Friday, October 15, 2010

week 26

i have never been so hormonal in my entire life. and it is really quite irritating. but even when i realize i'm being overly hormonal, i still feel like whatever upset me... was a very normal thing to be upset about.

mood swings are sooooo awesome. i love wanting to rip someone's head off and then wanting to go do something fun with them like thirty seconds later. it's like being five again and getting in a fight with your best friend and then forgetting fifteen minutes later. LOOOOOOOOOOOOVE it!

chancey pants is a kicking fool. and he loves to kick at the worst possible times. like when i'm sitting in class trying to focus, when i'm studying, or right when i lay down to go to sleep. i wish i could say i'm absolutely annoyed by it, but i'm not. i love feeling him kick and move around. it's always the highlight of my day.

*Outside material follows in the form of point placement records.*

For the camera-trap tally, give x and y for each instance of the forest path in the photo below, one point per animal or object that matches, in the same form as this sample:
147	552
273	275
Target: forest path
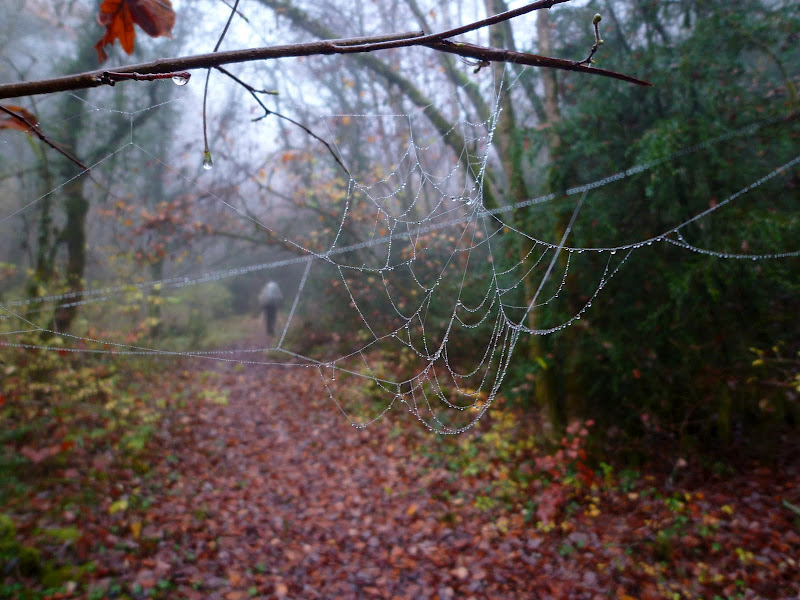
263	489
258	487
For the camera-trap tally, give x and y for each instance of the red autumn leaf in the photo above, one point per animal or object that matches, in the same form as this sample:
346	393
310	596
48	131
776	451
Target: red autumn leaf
7	121
155	17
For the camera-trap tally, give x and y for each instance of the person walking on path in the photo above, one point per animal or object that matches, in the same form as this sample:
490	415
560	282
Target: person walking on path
270	299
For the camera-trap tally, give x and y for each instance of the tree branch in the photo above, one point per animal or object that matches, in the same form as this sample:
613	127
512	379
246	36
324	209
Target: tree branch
33	128
436	41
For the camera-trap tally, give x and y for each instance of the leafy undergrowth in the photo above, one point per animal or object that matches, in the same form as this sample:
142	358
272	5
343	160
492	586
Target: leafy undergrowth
254	485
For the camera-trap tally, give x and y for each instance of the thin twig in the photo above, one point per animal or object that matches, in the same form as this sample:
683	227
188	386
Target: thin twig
35	129
597	41
253	91
207	162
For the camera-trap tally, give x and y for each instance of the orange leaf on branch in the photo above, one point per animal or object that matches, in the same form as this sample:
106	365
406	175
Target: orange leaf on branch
155	17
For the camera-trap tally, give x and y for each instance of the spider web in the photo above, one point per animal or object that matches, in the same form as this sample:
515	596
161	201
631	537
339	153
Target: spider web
402	254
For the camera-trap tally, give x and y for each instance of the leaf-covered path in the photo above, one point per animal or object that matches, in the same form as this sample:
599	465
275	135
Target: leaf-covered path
265	490
260	488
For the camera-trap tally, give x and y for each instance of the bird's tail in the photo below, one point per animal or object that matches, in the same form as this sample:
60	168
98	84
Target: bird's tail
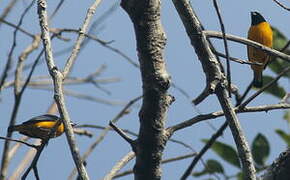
258	79
13	128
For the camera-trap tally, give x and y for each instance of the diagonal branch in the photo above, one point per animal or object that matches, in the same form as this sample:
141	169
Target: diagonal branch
214	74
58	78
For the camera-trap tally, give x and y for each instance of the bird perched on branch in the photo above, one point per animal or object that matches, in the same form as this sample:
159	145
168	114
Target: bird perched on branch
39	127
261	32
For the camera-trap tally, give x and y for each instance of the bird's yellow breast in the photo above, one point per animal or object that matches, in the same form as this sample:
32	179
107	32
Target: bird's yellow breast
261	33
49	125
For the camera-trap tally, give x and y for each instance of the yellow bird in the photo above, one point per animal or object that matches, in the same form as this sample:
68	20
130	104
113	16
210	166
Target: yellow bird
261	32
39	127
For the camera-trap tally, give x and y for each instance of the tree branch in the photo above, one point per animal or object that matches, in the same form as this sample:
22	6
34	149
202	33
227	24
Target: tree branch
151	39
58	78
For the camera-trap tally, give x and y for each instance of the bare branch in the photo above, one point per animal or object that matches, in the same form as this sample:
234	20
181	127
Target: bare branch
58	77
217	114
128	157
245	41
265	87
225	45
281	5
105	131
174	159
17	97
81	37
7	10
122	134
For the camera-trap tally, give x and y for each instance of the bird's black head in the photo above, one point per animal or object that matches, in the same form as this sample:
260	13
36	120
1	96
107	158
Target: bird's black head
257	18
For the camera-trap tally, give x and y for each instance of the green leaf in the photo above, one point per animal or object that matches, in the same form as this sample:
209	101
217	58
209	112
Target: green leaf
226	152
275	89
284	136
260	149
211	167
214	166
279	39
287	116
240	176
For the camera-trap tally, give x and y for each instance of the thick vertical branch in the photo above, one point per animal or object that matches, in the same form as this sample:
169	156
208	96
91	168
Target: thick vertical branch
151	39
216	81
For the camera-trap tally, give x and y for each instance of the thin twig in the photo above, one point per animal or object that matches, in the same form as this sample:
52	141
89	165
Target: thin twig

DREAMS!!!! oh my lanta. i hate dreaming because they are always so insanely bizarre.
last night i had a dream that chance just came out of my stomach in a very ghostly manner and it was the weirdest thing. he didn't want me to hold him so i was very upset that i couldn't feel him moving around inside me anymore.
a couple nights ago i had a dream that my parents grounded me to their basement. there was a big hole in the wall with a HUGE spider inside and i could hear the spider hissing and it freaked me out. so i went and got bug killer and killed him and then a troll came out of nowhere and told me to stop making such a big deal over a stupid spider... yeah. i hate dreaming. and that same night i had another dream that my room was filled with the strangest people whom i had apparently invited over for cake. and i really had to go to the bathroom but none of them would let me leave. it was AWFUL.

so to me, pregnancy is kinda hilarious... unless i'm stuck in a dream.